An Lei

Characterization and comparative analyses of transcriptomes for in vivo and in vitro produced peri-implantation conceptuses and endometria from sheep.

An increasing number of reports indicate that in vitro fertilization (IVF) is highly associated with long‑term side effects on embryonic and postnatal development, and can sometimes result in embryonic implant failure. While high‑throughput gene expression analysis has been used to explore the mechanisms underlying IVF-induced side effects on embryonic development, little is known about the effects of IVF on conceptus–endometrial interactions during the peri-implantation period. Using sheep as a model, we performed a comparative transcriptome analysis between in vivo (IVO; in vivo fertilized followed by further development in the uterus) and in vitro produced (IVP; IVF with further culture in the incubator) conceptuses, and the caruncular and intercaruncular areas of the ovine endometrium. We identified several genes that were differentially expressed between the IVO and IVP groups on day 17, when adhesion between the trophoblast and the uterine luminal epithelium begins in sheep. By performing Gene Ontology enrichment analysis and Kyoto Encyclopedia of Genes and Genomes (KEGG) pathway analysis, we found that, in the conceptus, differentially expressed genes (DEGs) were associated mainly with functions relating to cell binding and the cell cycle. In the endometrial caruncular area, DEGs were involved in cell adhesion/migration and apoptosis, and in the intercaruncular area, they were significantly enriched in pathways of signal transduction and transport. Thus, these DEGs are potential candidates for further exploring the mechanism underlying IVF/IVP-induced embryonic implant failure that occurs due to a loss of interaction between the conceptus and endometrium during the peri-implantation period.

High-resolution profiles of gene expression and DNA methylation highlight mitochondrial modifications during early embryonic development

Well-organized mitochondrial functions and dynamics are critical for early embryonic development and are operated via a large number of mitochondria-related genes (MtGs) encoded by both the nuclear and the mitochondrial genome. However, the mechanisms underlying mitochondrial modifications during the critical window between blastocyst implantation and postimplantation organogenesis are poorly understood. Herein, we performed high-resolution dynamic profiling of MtGs to acquire a more detailed understanding of mitochondrial modifications during early development. Our data suggest that the resumption of mitochondrial mass growth is not only facilitated by increased mitochondrial biogenesis and mitochondrial DNA (mtDNA) replication, but also by the appropriate balance between mitochondrial fission and fusion. In addition, increased levels of reactive oxygen species (ROS) resulting from enhanced mitochondrial functions may be the critical inducer for activating the glutathione (GSH)-based stress response system in early embryos. The appropriate balance between the mitochondrial stress response and apoptosis appears to be significant for cell differentiation and early organogenesis. Furthermore, we found that most MtGs undergo de novo promoter methylation, which may have functional consequences on mitochondrial functions and dynamics during early development. We also report that mtDNA methylation can be observed as early as soon after implantation. DNMT1, the predominant enzyme for maintaining DNA methylation, localized to the mitochondria and bound to mtDNA by the implantation stage.
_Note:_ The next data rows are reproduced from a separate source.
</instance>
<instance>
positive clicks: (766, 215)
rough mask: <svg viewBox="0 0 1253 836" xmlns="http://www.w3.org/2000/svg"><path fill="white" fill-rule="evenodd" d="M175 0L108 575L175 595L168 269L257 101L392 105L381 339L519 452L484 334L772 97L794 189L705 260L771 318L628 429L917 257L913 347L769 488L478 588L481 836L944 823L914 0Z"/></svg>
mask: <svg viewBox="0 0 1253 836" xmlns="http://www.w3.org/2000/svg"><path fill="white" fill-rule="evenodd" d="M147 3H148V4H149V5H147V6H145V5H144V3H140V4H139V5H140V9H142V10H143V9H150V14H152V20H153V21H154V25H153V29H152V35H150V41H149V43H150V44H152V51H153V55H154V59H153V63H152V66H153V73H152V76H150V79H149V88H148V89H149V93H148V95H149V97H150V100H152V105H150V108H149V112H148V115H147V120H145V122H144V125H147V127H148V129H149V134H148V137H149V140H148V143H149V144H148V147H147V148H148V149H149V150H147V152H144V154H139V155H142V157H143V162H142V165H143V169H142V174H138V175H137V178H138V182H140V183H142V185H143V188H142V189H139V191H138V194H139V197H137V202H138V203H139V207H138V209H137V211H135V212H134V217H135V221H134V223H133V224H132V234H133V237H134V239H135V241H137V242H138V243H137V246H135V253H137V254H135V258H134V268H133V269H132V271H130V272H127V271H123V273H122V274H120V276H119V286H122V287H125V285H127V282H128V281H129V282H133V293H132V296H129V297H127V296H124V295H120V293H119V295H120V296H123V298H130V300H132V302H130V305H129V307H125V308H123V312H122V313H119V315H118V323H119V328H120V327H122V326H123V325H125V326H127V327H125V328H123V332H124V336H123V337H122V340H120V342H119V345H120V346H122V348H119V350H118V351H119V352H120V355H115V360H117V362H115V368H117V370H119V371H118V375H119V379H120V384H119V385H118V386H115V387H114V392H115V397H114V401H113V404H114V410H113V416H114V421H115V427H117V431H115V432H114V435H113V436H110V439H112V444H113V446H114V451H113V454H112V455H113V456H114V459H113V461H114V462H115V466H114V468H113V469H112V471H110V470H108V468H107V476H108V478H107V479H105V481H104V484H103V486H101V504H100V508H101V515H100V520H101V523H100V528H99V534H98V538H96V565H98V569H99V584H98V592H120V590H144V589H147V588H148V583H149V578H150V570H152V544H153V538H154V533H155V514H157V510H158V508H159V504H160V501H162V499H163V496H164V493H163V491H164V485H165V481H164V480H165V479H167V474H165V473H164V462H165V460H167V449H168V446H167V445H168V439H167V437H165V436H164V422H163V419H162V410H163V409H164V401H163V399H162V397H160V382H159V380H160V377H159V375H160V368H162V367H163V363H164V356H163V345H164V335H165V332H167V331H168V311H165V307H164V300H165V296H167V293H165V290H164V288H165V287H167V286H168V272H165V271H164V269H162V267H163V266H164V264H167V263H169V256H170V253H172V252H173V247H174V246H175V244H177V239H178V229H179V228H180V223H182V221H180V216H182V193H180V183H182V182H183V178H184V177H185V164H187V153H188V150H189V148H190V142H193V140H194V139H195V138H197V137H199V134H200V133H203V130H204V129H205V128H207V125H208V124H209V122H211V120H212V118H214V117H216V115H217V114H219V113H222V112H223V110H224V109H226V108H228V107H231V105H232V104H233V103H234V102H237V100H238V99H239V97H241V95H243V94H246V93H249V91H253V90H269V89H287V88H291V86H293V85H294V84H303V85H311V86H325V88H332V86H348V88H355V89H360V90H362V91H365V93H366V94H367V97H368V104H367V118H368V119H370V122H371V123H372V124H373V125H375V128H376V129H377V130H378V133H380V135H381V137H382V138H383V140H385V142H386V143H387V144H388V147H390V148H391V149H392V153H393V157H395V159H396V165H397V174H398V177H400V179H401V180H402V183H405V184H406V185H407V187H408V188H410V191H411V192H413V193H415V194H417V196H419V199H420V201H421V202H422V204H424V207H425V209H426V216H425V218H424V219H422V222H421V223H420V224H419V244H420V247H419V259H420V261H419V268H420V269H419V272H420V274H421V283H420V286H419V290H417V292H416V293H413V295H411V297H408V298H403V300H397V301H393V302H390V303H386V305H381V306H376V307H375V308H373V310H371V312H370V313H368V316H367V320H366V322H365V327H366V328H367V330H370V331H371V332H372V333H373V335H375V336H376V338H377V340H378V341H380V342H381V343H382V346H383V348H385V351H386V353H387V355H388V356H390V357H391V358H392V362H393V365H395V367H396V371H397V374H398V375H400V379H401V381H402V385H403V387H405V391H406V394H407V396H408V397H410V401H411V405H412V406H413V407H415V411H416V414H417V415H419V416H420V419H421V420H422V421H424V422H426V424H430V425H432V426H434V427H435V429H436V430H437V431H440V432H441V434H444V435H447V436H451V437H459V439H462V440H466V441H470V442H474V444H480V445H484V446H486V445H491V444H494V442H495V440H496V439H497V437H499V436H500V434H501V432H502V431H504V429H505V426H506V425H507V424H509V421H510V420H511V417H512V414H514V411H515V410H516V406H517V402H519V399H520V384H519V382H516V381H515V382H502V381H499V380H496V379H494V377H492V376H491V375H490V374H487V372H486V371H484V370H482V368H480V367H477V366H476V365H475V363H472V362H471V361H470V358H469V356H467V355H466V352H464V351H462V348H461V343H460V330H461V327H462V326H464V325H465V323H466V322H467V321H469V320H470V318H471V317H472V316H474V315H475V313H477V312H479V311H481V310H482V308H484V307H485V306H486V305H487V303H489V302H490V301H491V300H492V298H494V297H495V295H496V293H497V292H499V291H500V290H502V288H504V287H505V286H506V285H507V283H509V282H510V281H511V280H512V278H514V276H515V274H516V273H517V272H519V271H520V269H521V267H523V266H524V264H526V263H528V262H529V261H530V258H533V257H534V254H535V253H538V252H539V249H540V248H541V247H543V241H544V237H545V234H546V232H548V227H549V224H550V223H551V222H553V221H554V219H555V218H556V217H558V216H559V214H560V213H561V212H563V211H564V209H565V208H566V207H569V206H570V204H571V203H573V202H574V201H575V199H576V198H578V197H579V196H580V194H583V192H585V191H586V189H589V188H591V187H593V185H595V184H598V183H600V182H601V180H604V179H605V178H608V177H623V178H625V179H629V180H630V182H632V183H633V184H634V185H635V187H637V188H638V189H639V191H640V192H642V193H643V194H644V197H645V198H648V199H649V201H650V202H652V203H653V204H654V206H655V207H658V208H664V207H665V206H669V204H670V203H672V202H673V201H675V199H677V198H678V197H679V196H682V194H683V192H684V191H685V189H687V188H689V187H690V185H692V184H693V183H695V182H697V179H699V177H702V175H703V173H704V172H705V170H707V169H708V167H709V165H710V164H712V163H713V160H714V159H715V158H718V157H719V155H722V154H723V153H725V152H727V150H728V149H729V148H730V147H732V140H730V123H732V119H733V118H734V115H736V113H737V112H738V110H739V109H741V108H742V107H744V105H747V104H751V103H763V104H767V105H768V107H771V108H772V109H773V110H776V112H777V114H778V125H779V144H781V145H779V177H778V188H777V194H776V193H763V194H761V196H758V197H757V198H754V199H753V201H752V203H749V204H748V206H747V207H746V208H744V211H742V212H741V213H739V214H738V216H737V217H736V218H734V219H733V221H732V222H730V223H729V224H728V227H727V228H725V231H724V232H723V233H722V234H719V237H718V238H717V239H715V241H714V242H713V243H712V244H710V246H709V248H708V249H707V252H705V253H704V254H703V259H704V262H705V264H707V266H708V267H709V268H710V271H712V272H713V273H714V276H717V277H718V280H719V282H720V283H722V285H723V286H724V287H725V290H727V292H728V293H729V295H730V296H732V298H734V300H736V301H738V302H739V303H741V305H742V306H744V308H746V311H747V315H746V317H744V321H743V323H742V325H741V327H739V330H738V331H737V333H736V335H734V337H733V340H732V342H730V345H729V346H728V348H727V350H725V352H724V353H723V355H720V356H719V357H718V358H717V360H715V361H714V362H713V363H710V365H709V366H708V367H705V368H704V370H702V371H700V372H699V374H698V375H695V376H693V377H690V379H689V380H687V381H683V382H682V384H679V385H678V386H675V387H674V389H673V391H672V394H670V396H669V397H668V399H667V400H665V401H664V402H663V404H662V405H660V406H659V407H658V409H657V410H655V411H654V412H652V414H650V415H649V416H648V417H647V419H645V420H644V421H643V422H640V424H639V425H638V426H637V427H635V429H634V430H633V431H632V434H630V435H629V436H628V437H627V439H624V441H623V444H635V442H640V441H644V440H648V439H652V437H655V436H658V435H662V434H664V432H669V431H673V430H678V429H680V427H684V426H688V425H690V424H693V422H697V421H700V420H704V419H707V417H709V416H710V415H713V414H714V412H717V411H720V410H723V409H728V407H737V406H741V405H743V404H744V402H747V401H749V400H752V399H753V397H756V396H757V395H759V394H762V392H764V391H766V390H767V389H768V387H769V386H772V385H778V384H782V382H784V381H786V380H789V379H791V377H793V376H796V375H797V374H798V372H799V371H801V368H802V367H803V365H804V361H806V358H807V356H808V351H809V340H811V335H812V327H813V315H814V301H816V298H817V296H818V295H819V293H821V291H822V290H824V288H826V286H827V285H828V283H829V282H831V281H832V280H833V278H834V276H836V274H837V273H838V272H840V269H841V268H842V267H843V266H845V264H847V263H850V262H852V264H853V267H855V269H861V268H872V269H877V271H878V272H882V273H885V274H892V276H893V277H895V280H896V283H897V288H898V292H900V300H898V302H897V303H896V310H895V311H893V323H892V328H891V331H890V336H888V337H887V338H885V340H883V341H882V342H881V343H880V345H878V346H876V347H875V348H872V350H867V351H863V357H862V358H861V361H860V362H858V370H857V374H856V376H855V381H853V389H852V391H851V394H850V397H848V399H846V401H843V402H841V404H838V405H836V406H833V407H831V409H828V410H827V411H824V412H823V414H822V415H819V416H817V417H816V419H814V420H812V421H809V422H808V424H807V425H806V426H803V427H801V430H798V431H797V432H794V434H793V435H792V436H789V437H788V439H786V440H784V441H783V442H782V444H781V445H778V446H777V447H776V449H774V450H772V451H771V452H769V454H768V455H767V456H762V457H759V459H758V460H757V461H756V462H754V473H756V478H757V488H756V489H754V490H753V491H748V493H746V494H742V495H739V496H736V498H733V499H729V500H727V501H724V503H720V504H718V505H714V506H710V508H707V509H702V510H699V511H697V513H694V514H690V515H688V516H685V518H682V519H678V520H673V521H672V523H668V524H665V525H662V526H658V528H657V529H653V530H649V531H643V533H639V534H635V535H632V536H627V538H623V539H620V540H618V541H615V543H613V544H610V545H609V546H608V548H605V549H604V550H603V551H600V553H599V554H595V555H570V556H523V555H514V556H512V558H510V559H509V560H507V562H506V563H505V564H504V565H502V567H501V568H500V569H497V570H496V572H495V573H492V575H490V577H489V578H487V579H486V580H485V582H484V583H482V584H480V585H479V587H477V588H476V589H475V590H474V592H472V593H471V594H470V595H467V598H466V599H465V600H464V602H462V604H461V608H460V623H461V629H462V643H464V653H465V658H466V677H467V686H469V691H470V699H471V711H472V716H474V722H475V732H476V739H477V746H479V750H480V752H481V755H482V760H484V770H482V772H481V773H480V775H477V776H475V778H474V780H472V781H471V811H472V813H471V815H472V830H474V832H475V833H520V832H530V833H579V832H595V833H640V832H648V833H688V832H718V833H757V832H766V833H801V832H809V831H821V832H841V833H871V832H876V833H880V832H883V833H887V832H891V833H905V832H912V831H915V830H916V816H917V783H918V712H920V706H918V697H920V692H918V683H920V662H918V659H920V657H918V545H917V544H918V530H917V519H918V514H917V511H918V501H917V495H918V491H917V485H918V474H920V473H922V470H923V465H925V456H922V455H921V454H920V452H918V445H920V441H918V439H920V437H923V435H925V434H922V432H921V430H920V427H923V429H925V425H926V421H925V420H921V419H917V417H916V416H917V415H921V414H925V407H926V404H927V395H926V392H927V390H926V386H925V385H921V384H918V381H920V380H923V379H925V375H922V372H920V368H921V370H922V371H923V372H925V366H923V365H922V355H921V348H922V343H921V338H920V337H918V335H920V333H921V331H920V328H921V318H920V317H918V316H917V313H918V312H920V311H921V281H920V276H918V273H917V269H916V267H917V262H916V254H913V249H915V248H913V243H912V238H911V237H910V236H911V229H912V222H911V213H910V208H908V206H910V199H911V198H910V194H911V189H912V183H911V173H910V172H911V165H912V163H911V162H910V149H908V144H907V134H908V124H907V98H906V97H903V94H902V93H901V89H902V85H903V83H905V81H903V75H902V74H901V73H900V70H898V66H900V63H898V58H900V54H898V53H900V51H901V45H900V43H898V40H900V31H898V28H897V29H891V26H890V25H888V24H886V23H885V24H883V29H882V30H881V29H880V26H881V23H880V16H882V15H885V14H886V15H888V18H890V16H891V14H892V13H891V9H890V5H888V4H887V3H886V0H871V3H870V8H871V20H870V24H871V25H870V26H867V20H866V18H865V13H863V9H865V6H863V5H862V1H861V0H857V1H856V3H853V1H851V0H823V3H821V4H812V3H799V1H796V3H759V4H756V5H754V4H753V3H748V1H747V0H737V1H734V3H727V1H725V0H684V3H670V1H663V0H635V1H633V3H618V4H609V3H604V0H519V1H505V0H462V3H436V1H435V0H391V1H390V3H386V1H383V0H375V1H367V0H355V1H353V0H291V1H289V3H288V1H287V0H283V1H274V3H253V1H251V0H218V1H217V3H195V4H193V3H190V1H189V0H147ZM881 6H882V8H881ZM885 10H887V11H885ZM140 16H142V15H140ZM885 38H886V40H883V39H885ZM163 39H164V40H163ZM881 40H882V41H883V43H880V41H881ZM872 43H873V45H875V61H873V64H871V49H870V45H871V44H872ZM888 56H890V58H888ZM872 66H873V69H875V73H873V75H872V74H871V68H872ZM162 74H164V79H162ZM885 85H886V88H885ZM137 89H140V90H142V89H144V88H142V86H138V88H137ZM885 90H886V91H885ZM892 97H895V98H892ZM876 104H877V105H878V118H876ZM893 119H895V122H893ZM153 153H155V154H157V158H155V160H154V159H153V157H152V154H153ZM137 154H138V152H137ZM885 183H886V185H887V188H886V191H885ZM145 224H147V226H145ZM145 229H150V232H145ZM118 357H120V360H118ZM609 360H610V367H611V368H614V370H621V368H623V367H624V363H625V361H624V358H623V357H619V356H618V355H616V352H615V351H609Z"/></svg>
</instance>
Our study provides a new insight into the involvement of mitochondria in early mammalian embryogenesis. We also propose that the epigenetic modifications during early development are significant for modulating mitochondrial functions and dynamics.
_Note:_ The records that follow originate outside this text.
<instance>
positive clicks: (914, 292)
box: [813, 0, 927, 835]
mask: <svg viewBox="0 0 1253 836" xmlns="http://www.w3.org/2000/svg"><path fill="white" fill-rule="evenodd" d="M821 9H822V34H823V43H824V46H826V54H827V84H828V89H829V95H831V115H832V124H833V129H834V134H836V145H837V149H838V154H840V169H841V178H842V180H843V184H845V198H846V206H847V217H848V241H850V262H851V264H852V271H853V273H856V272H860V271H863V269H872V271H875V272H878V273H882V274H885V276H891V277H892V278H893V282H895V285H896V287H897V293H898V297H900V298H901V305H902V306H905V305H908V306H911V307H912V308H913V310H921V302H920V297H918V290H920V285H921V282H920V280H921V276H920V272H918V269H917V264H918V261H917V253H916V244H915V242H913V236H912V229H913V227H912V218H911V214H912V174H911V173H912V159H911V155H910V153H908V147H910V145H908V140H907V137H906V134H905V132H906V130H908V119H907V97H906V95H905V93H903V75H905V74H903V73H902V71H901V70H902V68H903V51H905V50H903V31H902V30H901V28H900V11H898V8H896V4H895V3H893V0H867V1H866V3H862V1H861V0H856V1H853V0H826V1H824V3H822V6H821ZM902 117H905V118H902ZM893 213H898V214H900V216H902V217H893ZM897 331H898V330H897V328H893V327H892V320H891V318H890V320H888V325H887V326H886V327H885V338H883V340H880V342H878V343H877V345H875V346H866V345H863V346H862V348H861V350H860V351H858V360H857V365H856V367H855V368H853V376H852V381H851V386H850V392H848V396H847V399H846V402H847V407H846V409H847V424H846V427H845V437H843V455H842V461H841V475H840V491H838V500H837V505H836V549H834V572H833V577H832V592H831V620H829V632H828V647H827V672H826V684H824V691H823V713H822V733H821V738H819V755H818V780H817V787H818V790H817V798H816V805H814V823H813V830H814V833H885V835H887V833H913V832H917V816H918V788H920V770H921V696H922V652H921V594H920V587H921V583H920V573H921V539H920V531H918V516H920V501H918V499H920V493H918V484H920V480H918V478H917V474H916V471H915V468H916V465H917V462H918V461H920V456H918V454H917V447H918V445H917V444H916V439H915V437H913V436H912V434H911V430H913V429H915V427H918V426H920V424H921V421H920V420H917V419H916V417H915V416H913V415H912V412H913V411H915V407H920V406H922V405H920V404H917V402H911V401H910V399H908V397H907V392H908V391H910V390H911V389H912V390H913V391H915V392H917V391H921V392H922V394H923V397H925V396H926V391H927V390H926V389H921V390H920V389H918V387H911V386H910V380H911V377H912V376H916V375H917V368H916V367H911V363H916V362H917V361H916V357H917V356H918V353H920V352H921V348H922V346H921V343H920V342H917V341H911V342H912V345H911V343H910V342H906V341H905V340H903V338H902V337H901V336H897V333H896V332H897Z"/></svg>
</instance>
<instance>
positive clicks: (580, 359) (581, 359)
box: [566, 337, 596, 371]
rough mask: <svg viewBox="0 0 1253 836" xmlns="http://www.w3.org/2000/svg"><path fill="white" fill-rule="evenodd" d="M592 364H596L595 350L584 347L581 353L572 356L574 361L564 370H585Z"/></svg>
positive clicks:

miR-6539 is a novel mediator of somatic cell reprogramming that represses the translation of Dnmt3b

Global DNA hypomethylation has been shown to be involved in the pluripotency of induced pluripotent stem (iPS) cells. Relatedly, DNA methyltransferases (DNMTs) are believed to be a substantial barrier to genome-wide demethylation. There are two distinct stages of DNMT expression during iPS cell generation. In the earlier stage of reprogramming, the expression of DNMTs is repressed to overcome epigenetic barriers. During the late stage, the expression of DNMTs is upregulated to ensure iPS cells obtain the full pluripotency required for further development. This fact is strongly reminiscent of microRNAs (miRNAs), critical regulators of precise gene expression, may be central to coordinate the expression of DNMTs during reprogramming. Using a secondary inducible system, we found that miR-6539 had a unique expression dynamic during iPS cell generation that inversely correlated with DNMT3B protein levels. Enforced upregulation of miR-6539 during the early stage of reprogramming increased the efficiency of iPS cell generation, while enforced downregulation impaired efficiency. Further analysis showed that Dnmt3b mRNA is the likely target of miR-6539. Notably, miR-6539 repressed Dnmt3b translation via a target site located in the coding sequence. Our study has therefore identified miR-6539 as a novel mediator of somatic cell reprogramming and, to the best of our knowledge, is the first to demonstrate miRNA-mediated translation inhibition in somatic cell reprogramming via targeting the coding sequence. Our study contributes to understand the mechanisms that underlie the miRNA-mediated epigenetic remodeling that occurs during somatic cell reprogramming.